Definition: Let x be a vector in ℝⁿ, then the norm of x is given by $\|x\|=\sqrt{x\cdot x}$. Note that ∥cx∥ = |c|∥x∥.

For two vectors u and v, the distance between u and v is given by ∥u − v∥.

Definition: Let u and v be vectors in ℝⁿ are orthogonal if u ⋅ v = 0.

Theorem: (Pythagorean Theorem) Suppose that u and v are in ℝⁿ. Then ∥u + v∥² = ∥u∥² + ∥v∥² if and only if u ⋅ v = 0.

Theorem: (Triangle Inequality) If u and v are in ℝⁿ, then ∥u + v∥ ≤ ∥u∥ + ∥v∥.

Definition: Let S be a subspace of ℝⁿ. A vector u is orthogonal to S if it is orthogonal to every vector in S. The set of all vectors orthogonal to S is called the orthogonal complement of S and is denoted S^⊥.

The orthogonal complement to a subspace is also a subspace.

Theorem: Let B = {v₁, …, v_n} be a basis for a subspace S. Then u ∈ S^⊥ (u is orthogonal to S) if and only if u is orthogonal to each v_i.

Example: Let s₁ = (1, 0,  − 1) and s₂ = (1, 1, 1) and S be the span of s₁ and s₂. Is u = ( − 1, 1, 1) ∈ S^⊥? What is a basis for S^⊥?

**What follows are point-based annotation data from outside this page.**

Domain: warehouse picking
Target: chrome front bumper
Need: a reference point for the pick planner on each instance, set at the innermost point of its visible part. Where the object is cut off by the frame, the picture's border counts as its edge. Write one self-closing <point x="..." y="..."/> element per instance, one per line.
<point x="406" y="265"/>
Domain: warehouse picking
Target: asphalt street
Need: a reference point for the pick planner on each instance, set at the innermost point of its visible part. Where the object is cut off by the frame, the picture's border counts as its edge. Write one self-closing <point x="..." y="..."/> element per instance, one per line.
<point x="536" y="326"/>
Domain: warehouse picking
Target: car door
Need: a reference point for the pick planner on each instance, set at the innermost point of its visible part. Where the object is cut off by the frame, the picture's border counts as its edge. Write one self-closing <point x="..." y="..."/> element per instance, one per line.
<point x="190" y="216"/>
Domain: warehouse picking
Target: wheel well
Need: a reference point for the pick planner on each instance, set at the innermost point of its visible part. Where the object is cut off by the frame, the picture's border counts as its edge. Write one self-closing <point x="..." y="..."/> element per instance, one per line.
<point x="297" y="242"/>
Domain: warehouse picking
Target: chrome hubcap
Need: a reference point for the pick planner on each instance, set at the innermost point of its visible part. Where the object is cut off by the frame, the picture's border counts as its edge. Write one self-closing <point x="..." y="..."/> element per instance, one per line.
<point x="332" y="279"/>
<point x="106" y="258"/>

Definition: A set of vectors V in ℝⁿ form an orthogonal set the vectors are pairwise orthogonal. This means that if v_i and v_j are distinct vectors in V, then v_i ⋅ v_j = 0.

Example:

• Is the standard basis an orthogonal set?
• What’s a basis that is not orthogonal?

Theorem: An orthogonal set of nonzero vectors is linearly independent.

Definition: A basis that is orthogonal as a set is called an orthogonal basis. A basis that is orthogonal as a set and is comprised of vectors of norm 1 is called an orthonormal basis.

Theorem: Let S be a subspace with orthogonal basis {v₁, …, v_k}. Then any vector s ∈ S can be written as a linear combination v = c₁v₁ + … + c_kv_k with c_i = v_i ⋅ s/∥v_i∥².

Example: (THIS IS A BAD EXAMPLE. TURNS OUT NOT TO BE ORTHOGONAL.) Let v₁ = ( − 2, 1, 1), v₂ = (1,  − 1,  − 3), v₃ = (4, 7,  − 1). Write (3,  − 1, 5) as a linear combination of v_i.

For finite dimensional spaces, we have that (S^⊥)^⊥ = S. Use this to show that every subspace is the null space of some matrix.